# How to check if any subset of a given set of numbers can sum up to a given number

Given a number, say $x$, and a set of numbers made up of only $k$ different numbers, where each of the $k$ numbers is repeated $n_1,n_2,\dots n_k$ times. How do I tell if it is possible to find a subset such that it sums to $x$.

E.g.: $$x=6 , k=3$$ $$S=\{1,2,3,3,2,1\}$$ $$n_1=2, n_2=2, n_3=2$$ $$1+2+3=6$$ so its possible.

All the numbers in the set are square free.
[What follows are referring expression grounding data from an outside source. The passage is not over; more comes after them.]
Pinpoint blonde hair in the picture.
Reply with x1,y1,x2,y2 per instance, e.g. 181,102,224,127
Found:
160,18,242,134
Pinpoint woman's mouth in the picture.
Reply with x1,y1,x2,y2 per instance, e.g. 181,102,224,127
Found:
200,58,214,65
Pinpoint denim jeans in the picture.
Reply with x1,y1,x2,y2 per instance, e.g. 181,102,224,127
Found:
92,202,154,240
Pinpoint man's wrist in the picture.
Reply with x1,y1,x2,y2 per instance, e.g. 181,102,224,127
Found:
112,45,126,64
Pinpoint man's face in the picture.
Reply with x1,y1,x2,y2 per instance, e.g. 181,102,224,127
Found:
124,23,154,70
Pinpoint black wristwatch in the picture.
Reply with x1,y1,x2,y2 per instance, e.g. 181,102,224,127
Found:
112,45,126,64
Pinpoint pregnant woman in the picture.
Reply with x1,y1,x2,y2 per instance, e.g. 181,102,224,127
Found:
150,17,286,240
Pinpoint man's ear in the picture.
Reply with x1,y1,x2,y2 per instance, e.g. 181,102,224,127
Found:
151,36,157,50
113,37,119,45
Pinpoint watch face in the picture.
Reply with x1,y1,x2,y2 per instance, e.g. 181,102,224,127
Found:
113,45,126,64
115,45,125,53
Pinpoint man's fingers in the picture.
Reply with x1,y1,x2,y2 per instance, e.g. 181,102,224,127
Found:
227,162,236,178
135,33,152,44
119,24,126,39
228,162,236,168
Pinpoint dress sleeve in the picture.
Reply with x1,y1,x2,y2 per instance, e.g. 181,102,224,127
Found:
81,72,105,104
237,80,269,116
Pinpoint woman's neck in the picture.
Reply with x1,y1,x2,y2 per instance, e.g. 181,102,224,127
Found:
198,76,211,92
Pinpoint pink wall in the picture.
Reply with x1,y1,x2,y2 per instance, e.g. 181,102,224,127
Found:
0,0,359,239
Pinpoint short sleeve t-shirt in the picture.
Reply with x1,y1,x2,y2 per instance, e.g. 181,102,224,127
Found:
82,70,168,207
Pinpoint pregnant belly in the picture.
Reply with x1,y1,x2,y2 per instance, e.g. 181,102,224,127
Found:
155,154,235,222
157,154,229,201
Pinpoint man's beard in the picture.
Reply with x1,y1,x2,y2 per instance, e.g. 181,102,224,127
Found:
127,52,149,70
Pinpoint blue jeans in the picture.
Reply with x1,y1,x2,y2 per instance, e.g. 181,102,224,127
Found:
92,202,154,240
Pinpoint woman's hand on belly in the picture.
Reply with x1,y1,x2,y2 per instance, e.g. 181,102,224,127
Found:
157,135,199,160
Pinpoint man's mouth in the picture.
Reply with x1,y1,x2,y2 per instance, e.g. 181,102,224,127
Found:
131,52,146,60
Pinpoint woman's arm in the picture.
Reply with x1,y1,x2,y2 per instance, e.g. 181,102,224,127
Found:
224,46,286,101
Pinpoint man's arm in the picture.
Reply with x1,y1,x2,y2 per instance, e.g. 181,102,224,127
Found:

• This is known as the subset sum problem and as far as is known the best algorithms have exponential complexity. Are you interested in a description of searching for a solution by backtracking? Commented Oct 11, 2015 at 16:22
• what if k<=10, is there a better way to do this ? I already know about the subset sum problem, but its not fast enough Commented Oct 11, 2015 at 16:33
• Yes, all the numbers and 'x' are positive, there is one other thing that i forgot to mention, all the numbers in the set are square-free Commented Oct 11, 2015 at 16:34
• It seems odd that you would edit the Question to say the numbers are square-free, but omit that they are nonnegative integers (if I understood correctly). Certainly the only possible sums $x$ will be multiples of the GCD of all your potential summands, so without loss of generality they have combined GCD one. Knowing the underlying set of $k$ values is small helps, but I don't see that being square-free is relevant. Commented Oct 11, 2015 at 16:51
• 've found out how to do it a bit faster, I'm posting it here just in case you want to know how @hardmath: For each of the 'k' different numbers, we will create new summands containing the number 1,2,4,... times until its no longer possible to create new summands, so any number having l*ni as a summand for some 'l' and ni can also be expressed as a sum of these new summands, but now, there will be at most logN summands for each distinct number Commented Oct 16, 2015 at 14:04

There are several studied variations on the Subset Sum Problem. The one described here, at least for arbitrary multisets of natural numbers, is essentially the Bounded Knapsack Decision Problem, where "bounded" refers to the number of items of the ith kind having a bound $n_i$.
It is therefore "believed to be one of the easier $\mathcal{NP}$-hard problems" (Where are the hard knapsack problems?, Pisinger (2003)).
If the algorithms for exactly solving this problem are not satisfactory in performance, then as a fallback one might consider approximate algorithms or probabilistic algorithms. By the first of these alternatives we mean answering a "relaxed" question about whether we can come within a tolerance of the required sum $x$, and there exist polynomial time algorithms (but whose complexity nonetheless depends on the allowed tolerance). See Bounded Knapsack Problem for a detailed analysis (Chapter 3 of the book Knapsack Problems - Algorithms and Computer Implementations by Martello and Toth, 1990).
By probabilistic algorithm we mean a randomized search that has a significant likelihood of finding (within polynomial bounded time) the exact sum $x$ if it is feasible, but may fail to do so (within the time bound) even if a solution exists. For example, simulated annealing is often proposed as a search technique. A recent proposal (Gao, Qui and Cao, 2014) is Estimation of Distribution Algorithms for Knapsack Problem, which has good references to the literature.